The example in this article shows how to extract the links, rearrange them, and save them as a CSV file. If necessary, link status checks and re-creating a bookmark file can also be included. First, let's look at the format of the exported HTML file. We will use this format to collect the links.
The goal of the example process I will address in this article is to extract links from the exported file and reorganize them. If necessary, tasks such as link status checks and creating a new bookmark file can also be included. We can start with the basic format for the code provided below.
Google Bookmarks
Google Chrome uses the following structure as a basis for importing and exporting the bookmarks1. In this structure, the DT > H3
refers to the directories, DL
refers to subdirectories and the P
refers to content.
<DL><p>
<DT><H3 ADD_DATE="..." LAST_MODIFIED="..." PERSONAL_TOOLBAR_FOLDER="true">Bookmarks Bar</H3>
<DL><p>
<DT><H3 ADD_DATE="..." LAST_MODIFIED="...">Training</H3>
<DL><p>
<DT><A HREF="..." ADD_DATE="..." ICON="...">...</A>
<DT><A HREF="..." ADD_DATE="..." ICON="...">...</A>
<DT><A HREF="..." ADD_DATE="..." ICON="...">...</A>
</DL><p>
</DL><p>
</DL><p>
The bookmarks.html
file in the repo can also be examined as an example.

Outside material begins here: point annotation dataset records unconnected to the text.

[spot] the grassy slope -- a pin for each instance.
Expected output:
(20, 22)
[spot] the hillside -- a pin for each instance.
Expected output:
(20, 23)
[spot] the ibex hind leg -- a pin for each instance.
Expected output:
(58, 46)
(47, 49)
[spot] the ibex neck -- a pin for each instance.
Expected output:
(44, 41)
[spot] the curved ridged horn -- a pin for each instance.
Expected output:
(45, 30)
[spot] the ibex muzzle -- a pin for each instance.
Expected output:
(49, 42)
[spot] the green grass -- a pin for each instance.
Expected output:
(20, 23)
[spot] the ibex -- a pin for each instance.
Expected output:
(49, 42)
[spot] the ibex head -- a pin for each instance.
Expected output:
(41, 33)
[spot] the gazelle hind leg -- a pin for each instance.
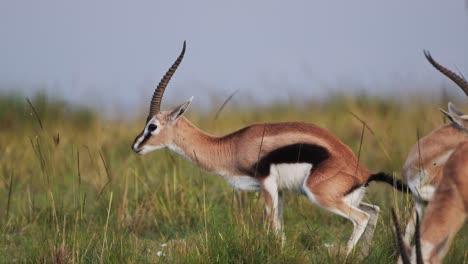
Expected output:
(273, 203)
(373, 211)
(358, 217)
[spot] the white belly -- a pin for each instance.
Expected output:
(243, 183)
(290, 177)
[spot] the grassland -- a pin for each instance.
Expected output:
(72, 191)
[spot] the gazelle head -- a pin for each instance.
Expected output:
(454, 115)
(158, 130)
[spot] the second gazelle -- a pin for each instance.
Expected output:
(271, 158)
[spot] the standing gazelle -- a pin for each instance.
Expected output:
(423, 166)
(272, 158)
(445, 214)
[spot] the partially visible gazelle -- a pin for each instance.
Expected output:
(445, 214)
(423, 167)
(272, 158)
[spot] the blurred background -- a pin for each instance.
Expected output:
(111, 54)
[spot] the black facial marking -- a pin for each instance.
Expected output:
(296, 153)
(145, 138)
(355, 187)
(152, 127)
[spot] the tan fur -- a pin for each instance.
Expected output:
(332, 177)
(232, 154)
(447, 212)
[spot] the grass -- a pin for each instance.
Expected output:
(72, 191)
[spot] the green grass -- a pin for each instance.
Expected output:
(88, 198)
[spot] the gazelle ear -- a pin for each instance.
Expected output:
(454, 110)
(456, 119)
(179, 111)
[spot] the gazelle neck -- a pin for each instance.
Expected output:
(202, 149)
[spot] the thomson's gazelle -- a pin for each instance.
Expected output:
(272, 158)
(423, 167)
(445, 214)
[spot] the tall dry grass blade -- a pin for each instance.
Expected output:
(399, 238)
(224, 104)
(35, 113)
(10, 193)
(104, 240)
(109, 177)
(417, 238)
(54, 211)
(382, 147)
(75, 251)
(204, 203)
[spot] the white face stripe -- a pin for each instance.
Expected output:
(146, 149)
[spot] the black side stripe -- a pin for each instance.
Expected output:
(295, 153)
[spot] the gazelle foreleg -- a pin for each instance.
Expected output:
(410, 227)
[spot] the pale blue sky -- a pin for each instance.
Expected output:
(113, 53)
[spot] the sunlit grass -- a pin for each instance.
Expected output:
(74, 192)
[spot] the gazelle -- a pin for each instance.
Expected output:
(423, 167)
(445, 214)
(271, 158)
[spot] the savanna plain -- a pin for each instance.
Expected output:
(72, 191)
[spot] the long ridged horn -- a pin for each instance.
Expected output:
(401, 244)
(459, 80)
(159, 91)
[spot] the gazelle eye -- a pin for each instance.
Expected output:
(152, 127)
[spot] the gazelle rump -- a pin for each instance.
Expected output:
(271, 158)
(424, 165)
(445, 215)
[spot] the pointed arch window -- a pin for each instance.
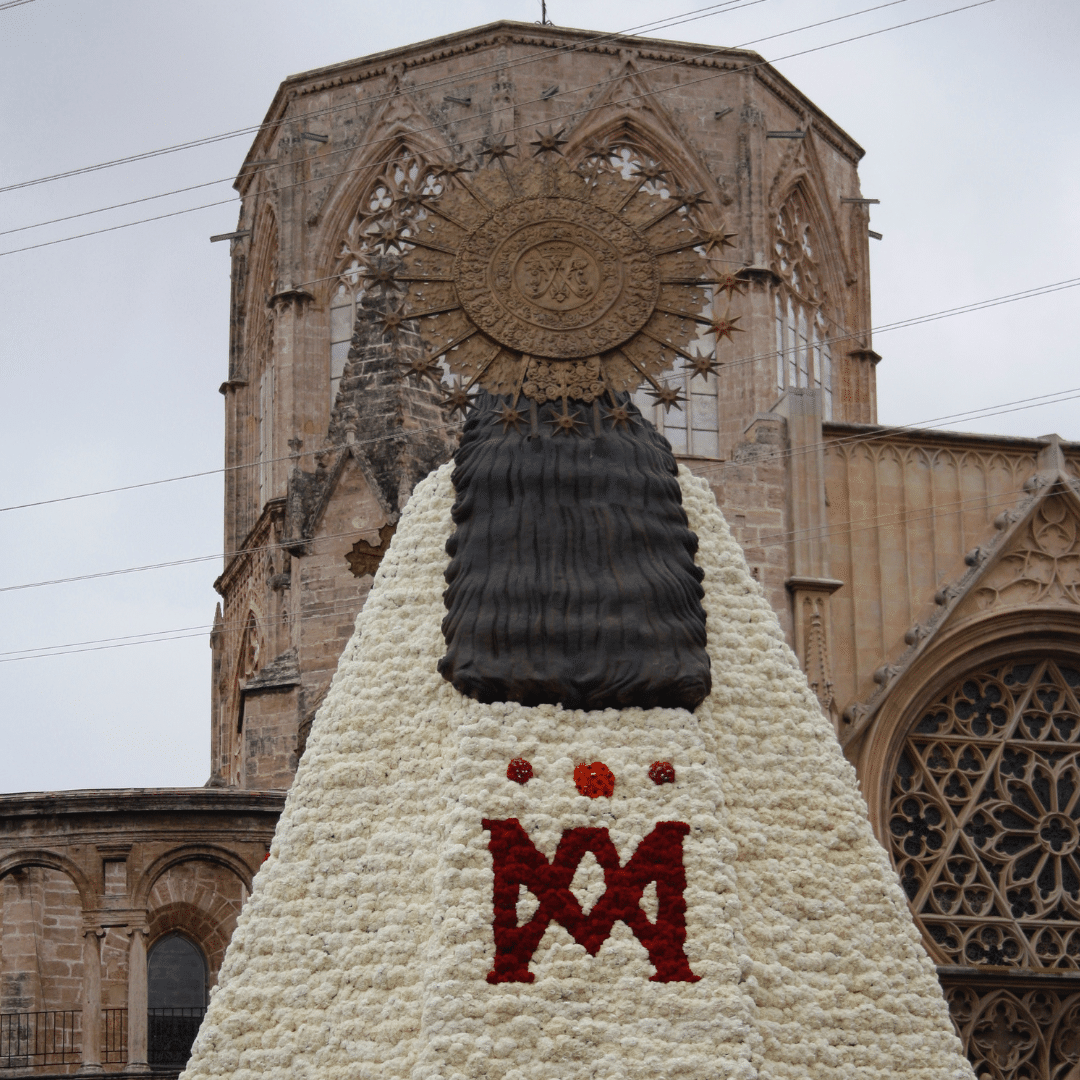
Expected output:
(375, 232)
(804, 350)
(693, 428)
(176, 998)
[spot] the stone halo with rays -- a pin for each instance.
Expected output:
(535, 280)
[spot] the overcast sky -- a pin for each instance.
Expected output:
(112, 346)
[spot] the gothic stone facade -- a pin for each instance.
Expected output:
(928, 581)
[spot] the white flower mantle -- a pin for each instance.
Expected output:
(364, 948)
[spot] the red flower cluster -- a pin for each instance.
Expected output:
(516, 863)
(520, 771)
(594, 780)
(662, 772)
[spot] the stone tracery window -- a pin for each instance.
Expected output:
(692, 429)
(1021, 1034)
(376, 231)
(983, 820)
(804, 353)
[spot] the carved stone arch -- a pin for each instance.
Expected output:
(632, 130)
(994, 637)
(50, 860)
(831, 264)
(260, 285)
(800, 174)
(190, 852)
(186, 920)
(359, 177)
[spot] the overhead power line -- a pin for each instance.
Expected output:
(869, 436)
(887, 520)
(933, 316)
(692, 15)
(566, 116)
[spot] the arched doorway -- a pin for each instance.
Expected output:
(176, 998)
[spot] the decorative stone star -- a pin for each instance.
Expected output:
(731, 284)
(458, 399)
(390, 234)
(667, 396)
(497, 147)
(725, 327)
(549, 142)
(509, 416)
(424, 367)
(703, 366)
(652, 173)
(565, 421)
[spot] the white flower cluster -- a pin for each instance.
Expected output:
(364, 948)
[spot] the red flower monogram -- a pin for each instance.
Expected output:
(658, 858)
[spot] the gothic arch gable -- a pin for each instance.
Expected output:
(359, 175)
(800, 175)
(1033, 564)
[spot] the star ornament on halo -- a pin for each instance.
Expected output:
(717, 239)
(667, 396)
(458, 399)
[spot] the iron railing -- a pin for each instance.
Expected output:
(171, 1033)
(40, 1038)
(115, 1043)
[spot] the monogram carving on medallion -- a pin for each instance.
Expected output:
(527, 277)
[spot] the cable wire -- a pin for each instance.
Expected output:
(933, 316)
(1006, 407)
(432, 84)
(887, 520)
(565, 116)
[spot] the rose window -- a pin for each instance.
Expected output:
(983, 819)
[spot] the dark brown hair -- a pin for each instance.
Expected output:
(571, 575)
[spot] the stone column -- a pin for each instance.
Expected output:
(91, 1001)
(136, 1002)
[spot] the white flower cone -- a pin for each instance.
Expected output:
(365, 946)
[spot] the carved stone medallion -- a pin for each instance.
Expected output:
(556, 278)
(534, 278)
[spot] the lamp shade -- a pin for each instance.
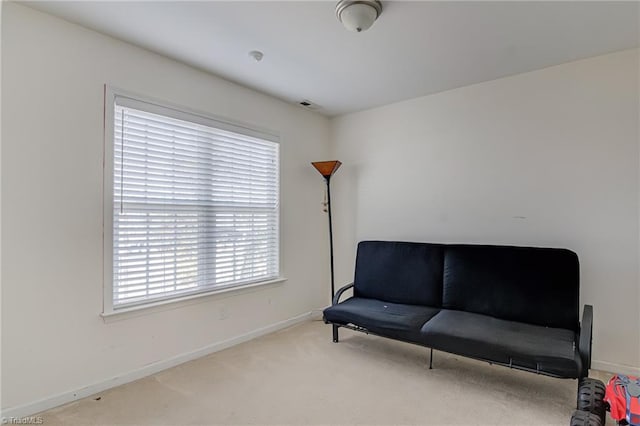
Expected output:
(358, 15)
(327, 168)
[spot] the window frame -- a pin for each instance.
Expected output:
(146, 103)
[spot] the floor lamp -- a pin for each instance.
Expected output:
(327, 169)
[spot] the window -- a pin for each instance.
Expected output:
(194, 204)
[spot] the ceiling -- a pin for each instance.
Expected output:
(414, 49)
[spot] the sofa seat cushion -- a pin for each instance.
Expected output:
(399, 321)
(548, 350)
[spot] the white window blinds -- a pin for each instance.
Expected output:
(195, 204)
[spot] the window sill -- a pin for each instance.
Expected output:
(163, 305)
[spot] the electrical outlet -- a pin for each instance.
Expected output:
(224, 312)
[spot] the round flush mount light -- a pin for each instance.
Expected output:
(358, 15)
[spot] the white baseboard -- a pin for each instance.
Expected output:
(611, 367)
(70, 396)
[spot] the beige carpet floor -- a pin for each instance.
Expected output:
(299, 377)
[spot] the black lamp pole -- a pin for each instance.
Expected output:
(328, 178)
(327, 169)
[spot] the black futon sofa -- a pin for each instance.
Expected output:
(513, 306)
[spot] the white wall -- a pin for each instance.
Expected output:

Data Scraping repository is a collection of subdirectories, each of which contains a separate scraping project. You can find the repository homepage here, where you can learn more about our projects.
Using the python file named organize-links in the google-chrome-bookmarks directory in the Data Scraping repo, the exported HTML file content can be reorganized and saved as CSV. In the reorganization process, the exclusion_domains parameter, which is provided by default, represents the domain names to be excluded from the reorganization process, and separate_domains represents the domain names that need to be exported as separate CSV files.
An example usage for scrape_html
is provided below.
scrape_html(
input_path="/Users/user/Desktop/Data-Scraping/google-chome-bookmarks/bookmarks.html",
output_dir="/Users/user/Desktop",
filename="bookmark",
extension="csv",
strip_char="...",
max_text_length=50,
exclusion_domains=["facebook.com", "twitter.com"],
separate_domains={
"eksisozluk.com": "eksisozluk_links",
"etsy.com": "etsy_links",
"tr.pinterest.com": "pinterest_links",
"imdb.com": "imdb_links",
}
)
When the code is executed, output_is
will be checked, and the main directory and related separate link files will be created as defined by the scrape_html
parameters.
.
├── bookmark.csv
├── eksisozluk_links.csv
├── etsy_links.csv
├── github_links.csv
├── imdb_links.csv
├── medium_links.csv
├── pinterest_links.csv
└── youtube_links.csv
1 directory, 8 files
The result will be similar to the folder/file structure shown above.